The first week on T2, I lost 4 lbs. So far this week, I’ve seen no changes in weight on a scale but have seen myself grow noticeably leaner. My diet has not changed, so my question is, could T2 cause me to gain muscle mass?
I’d think that this is just one of those things, or that your previous weighing was a falsely light reading (less water and food in your system) and the later one was falsely heavy (more food in the system, and perhaps you drank some beverages shortly before weighing) so that it appeared there was no weight change, but in fact there was fat loss with probably no substantial muscle gain.
In any case, no thryoid hormone, including T2, is expected to pack on muscle.
Bill, what did T-mag mean in #150 where it said that T2 would help “Stimulate protein synthesis (Can you say Anabolic!?)”? I was hoping we’d finally found the magic supplement to help convert the energy provided by expenditure of fat calories to muscle-promoting calories at the same time.
(bump to renew thread)
Well, I think the “stimulates protein synthesis thing… can you say anabolic?” was the same kind of true in some conditions, not true in other conditions statement that has been made many times with regard to thyroid hormone.
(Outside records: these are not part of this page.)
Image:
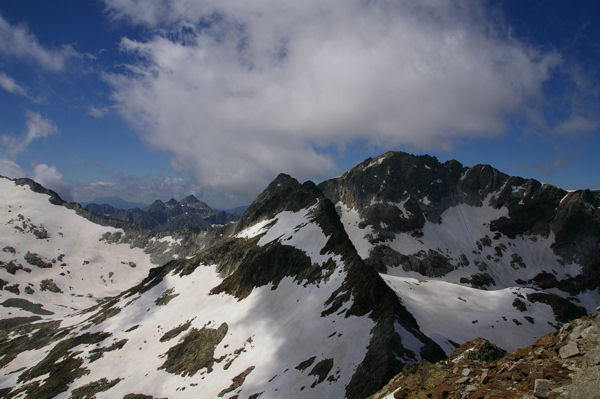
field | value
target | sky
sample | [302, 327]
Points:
[156, 99]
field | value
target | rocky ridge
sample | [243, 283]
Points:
[199, 323]
[361, 275]
[168, 216]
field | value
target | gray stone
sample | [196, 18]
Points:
[471, 388]
[541, 388]
[569, 350]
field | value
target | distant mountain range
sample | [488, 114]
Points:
[316, 291]
[116, 202]
[170, 215]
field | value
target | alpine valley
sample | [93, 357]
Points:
[316, 291]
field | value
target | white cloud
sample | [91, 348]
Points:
[10, 169]
[16, 41]
[37, 127]
[8, 84]
[240, 90]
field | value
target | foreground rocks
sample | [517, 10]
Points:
[563, 364]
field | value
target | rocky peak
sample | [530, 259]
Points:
[562, 364]
[190, 199]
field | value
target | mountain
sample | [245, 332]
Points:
[281, 306]
[170, 215]
[472, 252]
[325, 290]
[237, 210]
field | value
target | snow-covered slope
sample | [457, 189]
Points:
[282, 308]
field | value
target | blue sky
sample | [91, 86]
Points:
[157, 99]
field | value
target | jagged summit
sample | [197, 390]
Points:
[283, 307]
[172, 215]
[283, 193]
[190, 199]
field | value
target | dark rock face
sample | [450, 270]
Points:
[566, 363]
[172, 215]
[398, 193]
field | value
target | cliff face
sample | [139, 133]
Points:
[562, 364]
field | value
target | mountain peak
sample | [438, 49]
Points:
[283, 193]
[190, 199]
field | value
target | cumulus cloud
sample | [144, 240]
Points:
[37, 127]
[8, 84]
[239, 91]
[16, 41]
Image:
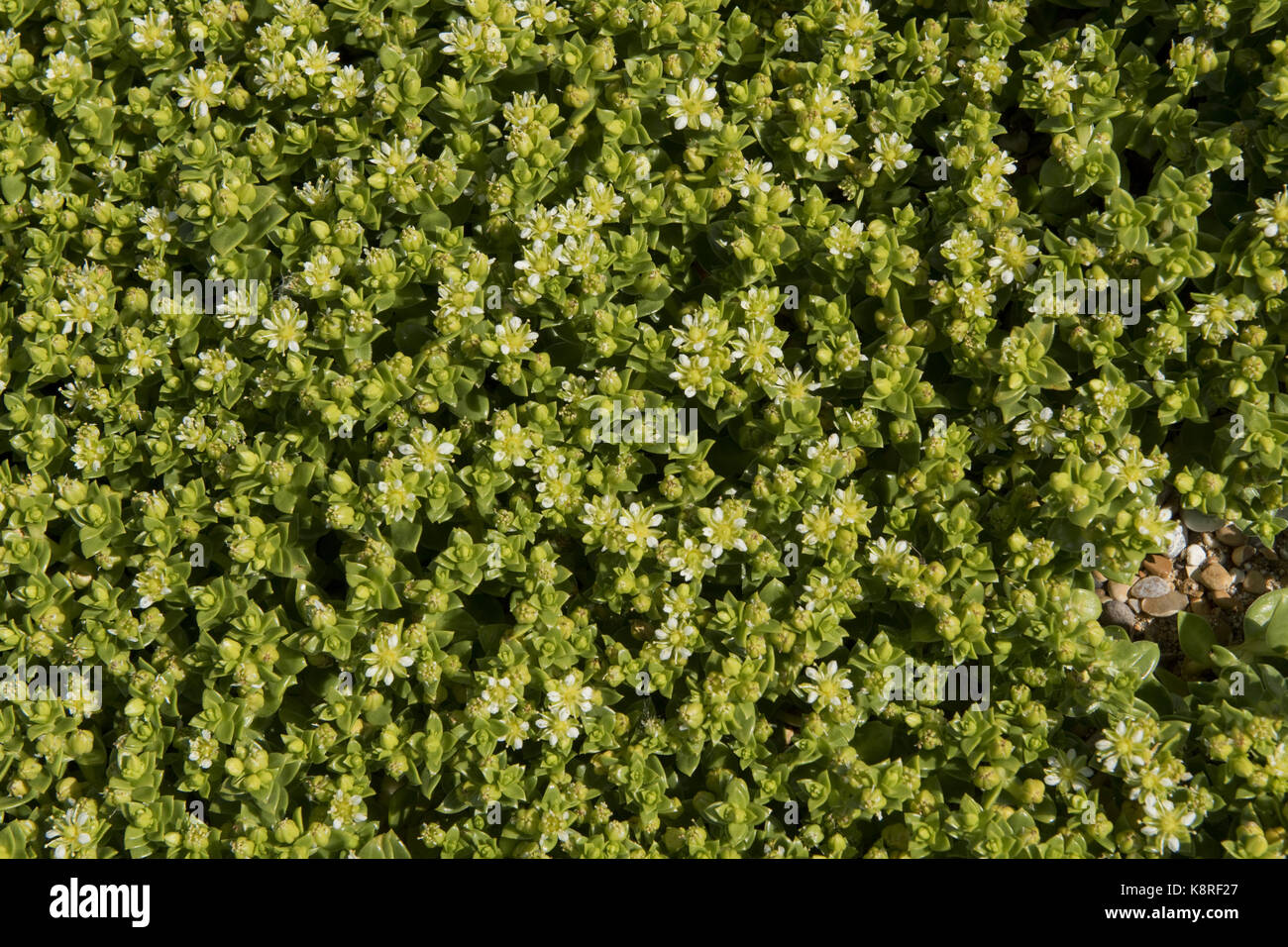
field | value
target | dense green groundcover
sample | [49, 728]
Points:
[361, 567]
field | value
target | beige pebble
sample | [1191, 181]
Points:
[1214, 577]
[1158, 565]
[1164, 605]
[1149, 586]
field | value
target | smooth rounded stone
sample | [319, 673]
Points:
[1150, 586]
[1117, 613]
[1164, 605]
[1214, 578]
[1158, 565]
[1231, 535]
[1199, 521]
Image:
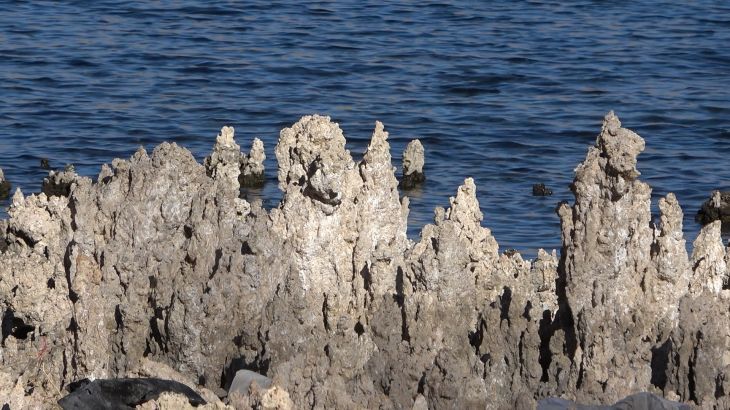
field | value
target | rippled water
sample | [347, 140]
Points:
[511, 93]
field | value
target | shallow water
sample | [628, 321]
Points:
[511, 93]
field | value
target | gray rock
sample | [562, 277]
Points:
[244, 378]
[4, 186]
[638, 401]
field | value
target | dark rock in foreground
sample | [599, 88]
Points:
[541, 190]
[717, 208]
[160, 260]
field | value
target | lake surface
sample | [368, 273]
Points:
[511, 93]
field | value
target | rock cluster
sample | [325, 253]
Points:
[717, 208]
[160, 261]
[4, 185]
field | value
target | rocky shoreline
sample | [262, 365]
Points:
[161, 264]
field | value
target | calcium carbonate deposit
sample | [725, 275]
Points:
[159, 269]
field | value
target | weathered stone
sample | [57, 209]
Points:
[717, 208]
[59, 183]
[541, 190]
[252, 166]
[4, 186]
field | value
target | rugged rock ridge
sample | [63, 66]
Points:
[161, 261]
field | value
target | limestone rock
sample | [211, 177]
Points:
[717, 208]
[413, 161]
[4, 186]
[159, 269]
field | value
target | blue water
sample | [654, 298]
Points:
[511, 93]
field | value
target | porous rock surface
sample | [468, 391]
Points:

Most definitely including by people not selling it.
At higher doses, thyroid is definitely catabolic. But when deficient, increasing
thyroid hormone can be important to increasing anabolism.
So, there is literature from which someone may conclude that “thyroid hormone is anabolic” but in the context where Biotest customers are going to be using it – not suffering from a frank deficiency, and using it for the purpose of elevating metabolism perhaps somewhat above their normal rather than simply restoring to normal – I do not expect it to be anabolic.
I would have preferred omitting that statement, but I am sure the writer believed it was correct or would not have said it. And it is correct under some conditions.